Infatti, il licenziamento per ritorsione è affetto da nullità solamente a patto che il motivo ritorsivo sia stato l’unico determinante e sempre che il lavoratore ne abbia fornito prova. Ai fini della configurabilità di un licenziamento ritorsivo, pertanto, va dimostrato, da parte di chi deduce la ritorsività, il motivo illecito esclusivo determinante ex art. 1345 c.c., che non ricorre laddove sia ravvisabile la concorrenza di un’altra possibile ragione di recesso.
Quando si parla di “nullità del licenziamento per motivo illecito, ci si fonda su di un’interpretazione estensiva della previsione di nullità per il licenziamento discriminatorio, sancita dall’art. 4, legge n. 604/1966 e successivamente estesa dall’art. 15, legge n. 300/1970 e dall’art. 3, legge 108/1990, con la conseguente applicazione delle garanzie di tutela reale anche ai licenziamenti che siano determinanti in maniera esclusiva da motivo illecito, di ritorsione o rappresaglia, costituendo essi l’arbitraria reazione datoriale a fronte di un comportamento legittimo posto in essere dal lavoratore o di rivendicazioni legittime avanzate dallo stesso. Ciò in quanto il licenziamento viziato da motivo illecito appare suscettibile di essere ricondotto alla generale previsione codicistica dell’atto unilaterale nullo, a norma dell’art. 1345 c.c.” (Trib. di Agrigento 11 giugno 2002).
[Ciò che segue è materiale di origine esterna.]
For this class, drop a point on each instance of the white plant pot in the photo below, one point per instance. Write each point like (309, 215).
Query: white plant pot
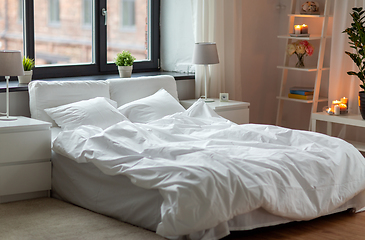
(26, 78)
(125, 71)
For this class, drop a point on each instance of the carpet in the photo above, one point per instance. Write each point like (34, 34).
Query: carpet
(49, 218)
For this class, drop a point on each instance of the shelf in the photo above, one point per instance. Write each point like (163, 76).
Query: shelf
(306, 15)
(312, 37)
(305, 69)
(301, 100)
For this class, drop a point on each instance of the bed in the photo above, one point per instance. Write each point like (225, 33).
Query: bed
(127, 149)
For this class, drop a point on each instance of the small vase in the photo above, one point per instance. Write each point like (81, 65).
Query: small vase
(26, 78)
(300, 62)
(125, 71)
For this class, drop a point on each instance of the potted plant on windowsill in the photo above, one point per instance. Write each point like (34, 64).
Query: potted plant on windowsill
(124, 61)
(356, 35)
(28, 65)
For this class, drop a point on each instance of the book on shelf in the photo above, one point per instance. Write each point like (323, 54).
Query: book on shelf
(298, 96)
(302, 91)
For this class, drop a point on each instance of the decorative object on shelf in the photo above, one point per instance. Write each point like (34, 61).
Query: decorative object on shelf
(124, 62)
(328, 110)
(28, 65)
(10, 65)
(224, 97)
(300, 31)
(301, 49)
(205, 53)
(302, 90)
(338, 107)
(310, 7)
(356, 35)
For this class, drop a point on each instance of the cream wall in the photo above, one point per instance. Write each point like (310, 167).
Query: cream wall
(263, 51)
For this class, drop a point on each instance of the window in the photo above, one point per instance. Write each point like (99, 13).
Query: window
(128, 14)
(73, 38)
(11, 28)
(87, 14)
(54, 11)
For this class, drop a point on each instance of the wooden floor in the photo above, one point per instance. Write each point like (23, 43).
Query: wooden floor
(340, 226)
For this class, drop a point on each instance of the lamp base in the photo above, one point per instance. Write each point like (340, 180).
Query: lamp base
(5, 118)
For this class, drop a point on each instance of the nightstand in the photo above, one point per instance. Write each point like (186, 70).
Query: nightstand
(234, 111)
(25, 159)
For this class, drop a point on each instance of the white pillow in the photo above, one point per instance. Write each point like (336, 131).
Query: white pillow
(100, 112)
(151, 108)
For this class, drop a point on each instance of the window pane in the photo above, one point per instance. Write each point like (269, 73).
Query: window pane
(127, 28)
(60, 36)
(11, 28)
(87, 12)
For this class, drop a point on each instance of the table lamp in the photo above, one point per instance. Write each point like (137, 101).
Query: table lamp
(10, 65)
(205, 53)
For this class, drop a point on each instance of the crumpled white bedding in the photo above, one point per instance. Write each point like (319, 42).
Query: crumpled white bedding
(209, 170)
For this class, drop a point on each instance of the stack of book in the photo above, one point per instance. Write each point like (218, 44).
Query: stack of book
(301, 93)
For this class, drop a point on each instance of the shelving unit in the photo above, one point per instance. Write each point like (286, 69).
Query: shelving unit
(318, 69)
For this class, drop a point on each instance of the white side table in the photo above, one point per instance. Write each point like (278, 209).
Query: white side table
(348, 119)
(25, 154)
(235, 111)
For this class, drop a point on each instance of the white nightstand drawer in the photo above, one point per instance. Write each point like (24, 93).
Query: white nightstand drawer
(25, 146)
(25, 178)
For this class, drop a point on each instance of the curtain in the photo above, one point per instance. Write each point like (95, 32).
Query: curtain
(219, 21)
(341, 84)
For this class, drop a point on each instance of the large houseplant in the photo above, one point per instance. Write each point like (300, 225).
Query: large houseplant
(356, 35)
(28, 65)
(124, 61)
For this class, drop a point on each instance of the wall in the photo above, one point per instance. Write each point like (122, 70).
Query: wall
(177, 40)
(263, 51)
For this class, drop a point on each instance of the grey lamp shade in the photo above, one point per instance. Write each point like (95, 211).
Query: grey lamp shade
(11, 63)
(205, 53)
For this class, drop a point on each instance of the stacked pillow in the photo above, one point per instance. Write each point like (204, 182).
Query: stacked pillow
(102, 112)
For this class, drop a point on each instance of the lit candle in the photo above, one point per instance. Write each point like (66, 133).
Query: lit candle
(335, 103)
(337, 110)
(304, 29)
(343, 107)
(344, 100)
(297, 29)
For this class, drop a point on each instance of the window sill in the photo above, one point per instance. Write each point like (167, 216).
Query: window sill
(14, 86)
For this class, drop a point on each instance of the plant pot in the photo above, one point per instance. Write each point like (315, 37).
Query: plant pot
(125, 71)
(26, 78)
(362, 104)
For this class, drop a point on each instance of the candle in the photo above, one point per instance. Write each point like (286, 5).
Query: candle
(297, 29)
(343, 107)
(304, 29)
(337, 110)
(335, 103)
(344, 100)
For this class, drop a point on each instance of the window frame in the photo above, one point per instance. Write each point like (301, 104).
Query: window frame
(123, 26)
(99, 65)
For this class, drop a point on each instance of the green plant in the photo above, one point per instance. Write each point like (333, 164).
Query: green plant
(356, 34)
(28, 63)
(124, 59)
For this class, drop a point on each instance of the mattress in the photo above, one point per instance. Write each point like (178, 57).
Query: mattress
(83, 184)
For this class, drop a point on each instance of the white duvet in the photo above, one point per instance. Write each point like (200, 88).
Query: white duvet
(209, 170)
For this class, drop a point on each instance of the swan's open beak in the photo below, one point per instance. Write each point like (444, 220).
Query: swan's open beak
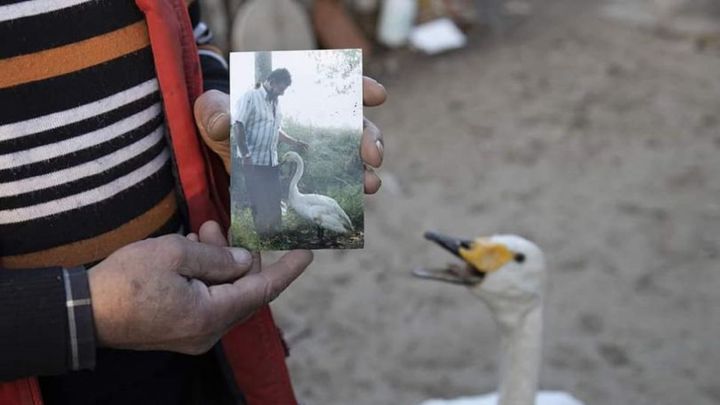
(481, 256)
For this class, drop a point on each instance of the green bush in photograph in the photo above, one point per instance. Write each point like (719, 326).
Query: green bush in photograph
(333, 168)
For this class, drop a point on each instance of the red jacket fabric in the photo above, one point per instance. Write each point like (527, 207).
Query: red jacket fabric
(254, 349)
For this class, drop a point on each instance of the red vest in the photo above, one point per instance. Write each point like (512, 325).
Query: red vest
(254, 349)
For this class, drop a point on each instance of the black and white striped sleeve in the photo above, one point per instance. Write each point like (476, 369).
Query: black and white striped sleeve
(81, 329)
(46, 325)
(33, 323)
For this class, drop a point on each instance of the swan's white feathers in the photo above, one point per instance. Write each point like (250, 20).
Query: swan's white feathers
(324, 211)
(542, 398)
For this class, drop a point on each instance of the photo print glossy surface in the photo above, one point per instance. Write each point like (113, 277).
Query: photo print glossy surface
(297, 175)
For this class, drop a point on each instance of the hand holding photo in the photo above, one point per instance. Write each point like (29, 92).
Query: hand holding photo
(297, 176)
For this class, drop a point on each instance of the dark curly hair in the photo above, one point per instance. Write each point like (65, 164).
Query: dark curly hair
(280, 75)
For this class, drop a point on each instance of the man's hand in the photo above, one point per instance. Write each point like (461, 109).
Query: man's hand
(182, 294)
(213, 120)
(301, 146)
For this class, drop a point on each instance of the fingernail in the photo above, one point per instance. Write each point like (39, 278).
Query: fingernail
(214, 119)
(241, 256)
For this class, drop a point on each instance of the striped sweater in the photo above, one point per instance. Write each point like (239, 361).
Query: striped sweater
(84, 164)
Quindi, a conferma di quanto sopra, non pare di affermare nulla di nuovo nell’evidenziare come, per costante e unanime giurisprudenza, il licenziamento ritorsivo “costituisce l’ingiusta e arbitraria reazione ad un comportamento legittimo del lavoratore colpito o di altra persona ad esso legata e pertanto accumunata nella reazione, con conseguente nullità del licenziamento, quando il motivo ritorsivo sia stato l’unico determinante e sempre che il lavoratore ne abbia fornito prova, anche con presunzioni” (Cass. Civ. sez. lav. n. 17087/11, conforme Cass. Civ. sez. lav. n. 4797/12).
Nel caso in cui il lavoratore dimostri in una causa la natura ritorsiva del licenziamento, il Giudice sarà tenuto a dichiararlo nullo, ad ordinare al datore di lavoro la reintegrazione del lavoratore sul luogo di lavoro, a condannare il datore al risarcimento del danno subito stabilendo un’indennità commisurata all’ultima retribuzione globale di fatto, dal giorno del licenziamento sino a quello dell’effettiva reintegrazione, dedotto quanto percepito nel periodo di estromissione per lo svolgimento di altre attività lavorative; ad ogni modo, la misura del risarcimento non può essere inferiore a cinque mensilità. Inoltre, condanna il datore di lavoro, per il medesimo periodo, al versamento dei contributi previdenziali e assistenziali.